Drill Offers Police Stress of Real Active Shooter Scenario
(TNS) — The hallways and classrooms were empty in Conrad Weiser Middle School, but the building wasn’t always quiet.
On Thursday, specifically, there were intermittent eruptions of what sounded like gunfire as well as yelling, screaming.
The school just outside of Robesonia in Heidelberg Township was the setting for live active-shooter drills hosted by South Heidelberg Township in cooperation with the Conrad Weiser School District.
South Heidelberg has hosted the training for law enforcement agencies in the county for five years, Police Chief Leon J. Grim said, so the exercises were not in response to the mass shooting in Uvalde, Texas, on May 24. Police said the 18-year-old shooter entered that school through an unlocked door and killed 19 students and two teachers, wounding 17 others.
South Heidelberg police department’s coverage area includes the high school and middle school. One of the officers serves as the school district resource officer.
If there were a critical incident such as an active shooter at a school or business, Grim said, South Heidelberg police would get help from numerous surrounding police departments. That’s why it is critical to have as many officers as possible from nearby departments become familiar with one another and the school buildings.
“We all know in the first-responder community that if something happens in a school, a business or shopping center, we’re going to get help from multiple people,” Grim said.
According to the FBI, an active shooter is an individual actively engaged in killing or attempting to kill people in a populated area, and recent active shooter incidents have underscored the need for a coordinated response by law enforcement and others to save lives.
A total of 16 officers from five police departments — South Heidelberg, Lower Heidelberg, Cumru and Caernarvon townships and Sinking Spring — along with deputies from the Berks County sheriff’s office took part in the two-day training, which began Wednesday with classroom instruction of various critical scenarios.

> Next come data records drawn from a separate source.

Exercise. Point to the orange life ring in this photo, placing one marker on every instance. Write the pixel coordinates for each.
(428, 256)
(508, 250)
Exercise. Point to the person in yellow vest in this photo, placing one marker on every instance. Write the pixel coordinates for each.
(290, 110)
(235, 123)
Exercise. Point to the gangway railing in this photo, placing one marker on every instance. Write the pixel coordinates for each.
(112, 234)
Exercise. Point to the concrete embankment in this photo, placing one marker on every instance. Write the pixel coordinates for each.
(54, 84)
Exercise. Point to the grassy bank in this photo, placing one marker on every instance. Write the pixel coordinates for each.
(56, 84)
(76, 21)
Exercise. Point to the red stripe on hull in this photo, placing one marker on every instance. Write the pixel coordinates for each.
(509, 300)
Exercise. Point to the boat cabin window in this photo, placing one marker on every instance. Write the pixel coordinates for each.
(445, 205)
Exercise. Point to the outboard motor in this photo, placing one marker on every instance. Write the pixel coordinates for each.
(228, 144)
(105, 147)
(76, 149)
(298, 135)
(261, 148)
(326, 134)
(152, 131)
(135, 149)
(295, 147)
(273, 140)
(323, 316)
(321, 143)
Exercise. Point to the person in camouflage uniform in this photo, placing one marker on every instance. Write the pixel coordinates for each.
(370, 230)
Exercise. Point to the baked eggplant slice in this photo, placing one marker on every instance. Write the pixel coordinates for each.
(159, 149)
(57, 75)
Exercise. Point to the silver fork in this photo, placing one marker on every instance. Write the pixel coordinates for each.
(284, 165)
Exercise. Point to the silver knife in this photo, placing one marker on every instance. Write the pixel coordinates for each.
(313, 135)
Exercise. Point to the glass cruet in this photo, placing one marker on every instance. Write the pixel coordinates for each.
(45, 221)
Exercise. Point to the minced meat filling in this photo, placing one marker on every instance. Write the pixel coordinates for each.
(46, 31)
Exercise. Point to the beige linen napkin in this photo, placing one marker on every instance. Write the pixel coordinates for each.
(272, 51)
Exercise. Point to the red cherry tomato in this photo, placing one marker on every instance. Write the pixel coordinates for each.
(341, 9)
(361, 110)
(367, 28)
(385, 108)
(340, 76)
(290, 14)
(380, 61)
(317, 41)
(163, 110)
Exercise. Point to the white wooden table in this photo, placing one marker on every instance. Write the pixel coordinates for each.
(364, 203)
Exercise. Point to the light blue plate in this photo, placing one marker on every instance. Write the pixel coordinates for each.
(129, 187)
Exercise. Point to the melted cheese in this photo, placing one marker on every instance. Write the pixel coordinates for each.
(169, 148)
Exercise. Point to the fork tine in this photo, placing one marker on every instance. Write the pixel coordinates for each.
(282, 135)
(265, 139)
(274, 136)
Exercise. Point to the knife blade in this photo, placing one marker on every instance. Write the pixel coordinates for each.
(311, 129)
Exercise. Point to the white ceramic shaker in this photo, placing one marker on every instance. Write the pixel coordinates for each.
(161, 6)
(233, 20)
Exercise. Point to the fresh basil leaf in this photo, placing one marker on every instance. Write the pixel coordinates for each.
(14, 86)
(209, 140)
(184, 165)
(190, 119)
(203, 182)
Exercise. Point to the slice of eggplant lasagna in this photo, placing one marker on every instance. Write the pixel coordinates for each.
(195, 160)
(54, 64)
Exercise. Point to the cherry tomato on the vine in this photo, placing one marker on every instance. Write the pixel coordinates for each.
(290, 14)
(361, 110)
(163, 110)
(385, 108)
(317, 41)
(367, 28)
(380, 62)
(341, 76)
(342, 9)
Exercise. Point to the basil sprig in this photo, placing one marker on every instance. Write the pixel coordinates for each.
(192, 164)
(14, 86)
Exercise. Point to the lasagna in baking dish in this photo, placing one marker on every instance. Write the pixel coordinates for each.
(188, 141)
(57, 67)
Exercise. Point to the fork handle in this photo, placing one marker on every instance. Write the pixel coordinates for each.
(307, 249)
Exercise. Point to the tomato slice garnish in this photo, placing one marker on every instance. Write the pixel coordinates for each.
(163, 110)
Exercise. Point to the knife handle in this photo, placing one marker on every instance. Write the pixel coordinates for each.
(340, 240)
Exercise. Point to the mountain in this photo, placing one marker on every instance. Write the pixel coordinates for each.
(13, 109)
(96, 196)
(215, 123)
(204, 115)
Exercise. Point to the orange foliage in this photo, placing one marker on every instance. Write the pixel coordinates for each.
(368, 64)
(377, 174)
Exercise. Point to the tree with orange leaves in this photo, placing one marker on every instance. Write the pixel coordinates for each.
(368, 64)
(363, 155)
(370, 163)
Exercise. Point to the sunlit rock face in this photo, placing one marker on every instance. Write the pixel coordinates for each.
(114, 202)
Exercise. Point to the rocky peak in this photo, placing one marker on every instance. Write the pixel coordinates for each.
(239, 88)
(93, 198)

More than two dozen students and a number of adults also took part as role players.
Grim said he appreciates district officials allowing use of their buildings and recruiting from among its students and staff for those who role-play as victims and bad guys to add realism to the drills.
“It really helps the officers kind of get the real-world view of how things would be in a crisis,” he said.
South Heidelberg Cpl. Kyle Patton, who led the training, said the live drills evoke similar physiological and psychological effects as they would in an actual mass shooting, even though participants know in advance it’s a training exercise.
They learn during post-drill review how their body and mind reacts in an extremely stressful incident — tunnel vision, increased heart rate, temporary loss of hearing, among others — so they’re better prepared to manage symptoms in an actual critical stress incident.
Officers are reminded to make sure they don’t hold their breath, which would cause a loss of oxygen to their brain and reduced clarity.
“At the end of the scenario, where they have to end the threat and make a radio transmission, they find out in a post-shooting review that they were completely out of breath when they first tried to speak,” Patton said.
Dr. Stephen V. Burnham, school district assistant superintendent, was part of the training.
The Weiser schools conduct drills throughout the school year to prepare students and staff for what to do in emergencies such as fires and intruders, but the summertime drill opened his eyes by its portrayal of the noise and confusion accompanying the scenarios.
He mentioned a drill that began with a dozen students running out of the building, screaming.
“After today I really have complete admiration for law enforcement because of their dedication and devotion in a situation like this,” he said. “They’re willing to give up their life to protect students.”
©2022 the Reading Eagle (Reading, Pa.), Distributed by Tribune Content Agency, LLC.